Coinfirm will be partnering with Ripple to analyze cryptocurrency transactions to see if they passed through coin mixers and rate their risk level for AML compliance reasons.

In addition to identifying if the transaction has passed through a mixer and its AML risk level, Coinfirm will attempt to identify if funds have originated from a theft or hack. The risk level will be evaluated on a low, medium, and high scale from “0 to 99, with 99 being the highest risk for money laundering”. However, Coinfirm will not associate personal identities with the public cryptocurrency addresses, their CEO, Pawel Kuskowski, who previously was the head of global AML for the Royal Bank of Scotland, highlighted.

“I won’t know who you are personally. We don’t do any personal data. We argue with FATF that this is completely sufficient, and effectively it is sufficient.

The contract announcement comes just a week after the Financial Action Task Force (FATF) released new guidance that requires that cryptocurrency exchanges share information with each other, such as names of counterparties, which is the current norm for the traditional banking ecosystem. FATF’s 37 member countries have a year to comply with the guidance, but since membership in FATF is voluntary, the exact rollout is up to each individual member country.

Middle ground of AML regulations

Cryptocurrency was created to help prevent companies and governments from identifying individuals’ personal financial transactions and using that against them by attempting to sell more products or blacklisting their spending. However, more chain analysis companies are making this premise obsolete and leading to more private cryptocurrency options, including coin mixing services. Thus, an arms race is beginning to developer to find increasingly difficult new ways to obscure transactions while governments are trying to find news ways to de-anonymize individuals.

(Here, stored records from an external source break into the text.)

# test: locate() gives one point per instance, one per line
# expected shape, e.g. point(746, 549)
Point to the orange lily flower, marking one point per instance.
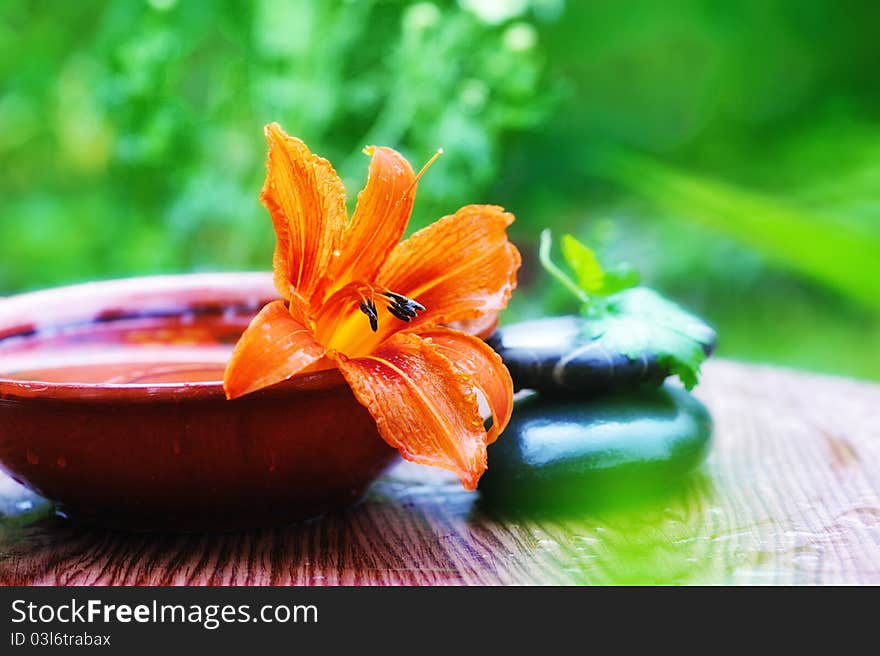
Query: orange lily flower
point(356, 298)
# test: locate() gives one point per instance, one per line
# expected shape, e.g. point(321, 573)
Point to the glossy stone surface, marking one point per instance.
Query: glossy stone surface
point(558, 454)
point(557, 354)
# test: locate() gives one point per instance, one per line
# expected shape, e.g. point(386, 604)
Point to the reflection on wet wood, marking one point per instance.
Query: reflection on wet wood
point(790, 494)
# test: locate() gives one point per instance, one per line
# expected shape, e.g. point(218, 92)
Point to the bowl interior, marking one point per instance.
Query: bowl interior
point(164, 330)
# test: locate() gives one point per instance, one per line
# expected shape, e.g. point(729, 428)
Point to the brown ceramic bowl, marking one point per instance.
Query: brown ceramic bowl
point(111, 405)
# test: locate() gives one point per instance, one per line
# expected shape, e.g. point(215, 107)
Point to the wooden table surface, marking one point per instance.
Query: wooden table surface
point(790, 494)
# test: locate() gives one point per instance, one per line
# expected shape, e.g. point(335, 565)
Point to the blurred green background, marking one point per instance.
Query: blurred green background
point(730, 151)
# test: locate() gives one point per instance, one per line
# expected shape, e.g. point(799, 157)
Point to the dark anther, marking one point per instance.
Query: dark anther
point(369, 308)
point(402, 301)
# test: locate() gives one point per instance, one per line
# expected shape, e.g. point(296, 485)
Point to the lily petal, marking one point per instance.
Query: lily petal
point(460, 267)
point(482, 327)
point(379, 220)
point(423, 406)
point(478, 360)
point(306, 201)
point(274, 347)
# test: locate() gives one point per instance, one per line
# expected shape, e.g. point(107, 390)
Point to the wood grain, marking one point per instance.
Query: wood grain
point(790, 494)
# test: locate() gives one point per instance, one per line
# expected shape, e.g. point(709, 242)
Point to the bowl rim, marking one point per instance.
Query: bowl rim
point(21, 315)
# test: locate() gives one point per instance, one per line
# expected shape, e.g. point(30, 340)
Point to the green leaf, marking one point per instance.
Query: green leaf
point(839, 256)
point(623, 276)
point(639, 322)
point(582, 261)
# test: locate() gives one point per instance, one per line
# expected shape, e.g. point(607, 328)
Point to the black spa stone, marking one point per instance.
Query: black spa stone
point(560, 355)
point(558, 454)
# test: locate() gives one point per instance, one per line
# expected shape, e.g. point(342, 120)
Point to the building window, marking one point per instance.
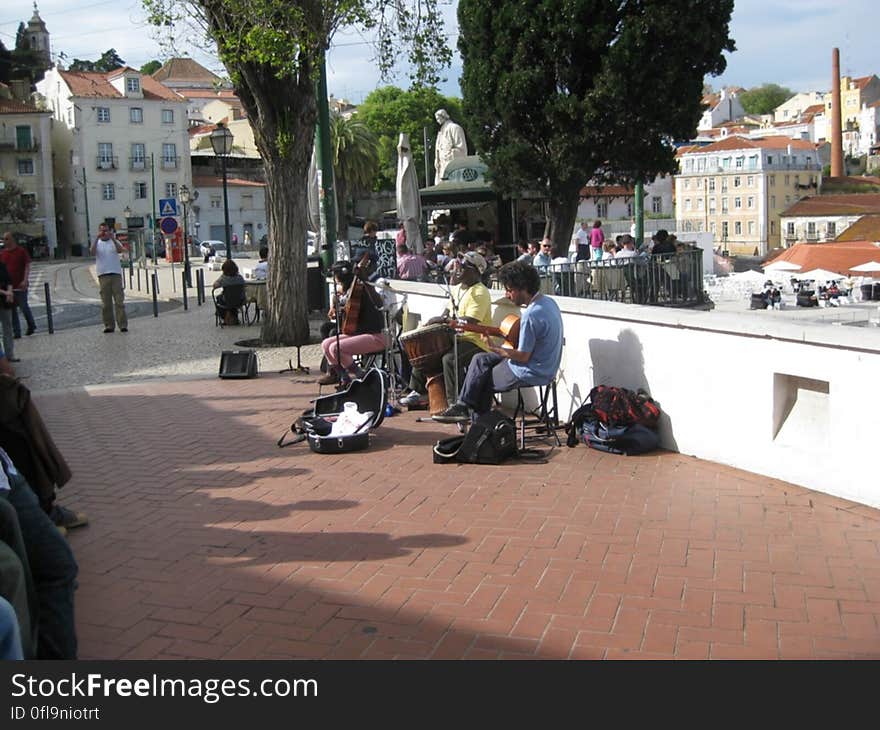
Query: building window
point(138, 156)
point(169, 155)
point(23, 140)
point(105, 155)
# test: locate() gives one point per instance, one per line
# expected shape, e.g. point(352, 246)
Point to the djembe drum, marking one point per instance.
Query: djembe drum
point(425, 348)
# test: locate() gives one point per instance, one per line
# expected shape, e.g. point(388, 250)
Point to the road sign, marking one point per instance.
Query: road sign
point(168, 225)
point(167, 206)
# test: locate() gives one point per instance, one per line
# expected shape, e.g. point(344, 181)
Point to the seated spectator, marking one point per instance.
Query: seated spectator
point(544, 257)
point(261, 270)
point(229, 277)
point(410, 266)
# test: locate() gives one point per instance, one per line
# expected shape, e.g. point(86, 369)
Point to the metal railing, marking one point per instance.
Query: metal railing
point(670, 280)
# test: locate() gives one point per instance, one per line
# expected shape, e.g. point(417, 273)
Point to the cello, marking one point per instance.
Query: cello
point(356, 293)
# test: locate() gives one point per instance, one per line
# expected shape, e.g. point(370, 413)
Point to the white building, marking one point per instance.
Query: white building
point(247, 209)
point(121, 145)
point(722, 107)
point(737, 188)
point(26, 161)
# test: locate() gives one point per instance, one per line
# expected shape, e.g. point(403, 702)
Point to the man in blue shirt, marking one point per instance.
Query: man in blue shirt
point(535, 360)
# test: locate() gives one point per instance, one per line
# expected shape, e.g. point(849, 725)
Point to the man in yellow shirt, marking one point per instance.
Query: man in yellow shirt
point(471, 302)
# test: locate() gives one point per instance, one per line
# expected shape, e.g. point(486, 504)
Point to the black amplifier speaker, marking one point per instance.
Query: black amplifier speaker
point(238, 364)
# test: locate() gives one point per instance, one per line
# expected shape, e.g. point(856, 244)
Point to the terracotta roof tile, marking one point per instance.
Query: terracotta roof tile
point(866, 228)
point(819, 205)
point(91, 84)
point(839, 257)
point(184, 69)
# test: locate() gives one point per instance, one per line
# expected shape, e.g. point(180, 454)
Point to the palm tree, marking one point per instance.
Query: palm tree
point(355, 160)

This new Coinfirm method is a middle ground in that it satisfies regulators’ need to have systems in place that is supposed to detect money laundering and other financial crimes without forcing cryptocurrency users to actually reveal their identity. However, possible repercussions from this technology is that if governments notice too many high risk transactions going to certain exchanges or merchants, then the government may put pressure on that exchange and merchant to not accept payments from these high risk addresses. Also, there is the risk that the risk level detector will be calibrated incorrectly and force many individuals and businesses to have to deal with their transactions being improperly flagged as a false positive and either having to switch addresses, accounts, or might even be forced to reveal more personal information.

Dash providing privacy options for users

Dash’s main blockchain offers the same level of pseudo-anonymity as Bitcoin and other cryptocurrencies by simply having no personal identity linked to alphanumeric cryptocurrency addresses. However, Dash then offers PrivateSend as an additional feature for those that wish to have more privacy by mixing their funds to obscure their addresses. PrivateSend goes beyond standard mixing by having multiple rounds of mixing as opposed to the single rounds of standard mixing services. Dash also recently added a new 0.001 denomination to help increase mixing speeds and decrease costs.

However, Dash has also been achieving more decentralized exchange integrations as a way to further prevent crackdowns on individuals, which might be necessary depending on how cryptocurrency regulation and enforcement develops, as discussed above. Plus, Dash intends to create an entire decentralized app ecosystem (DApps) to further enable consumers to create more ways to satisfy consumers’ anonymous and decentralization needs.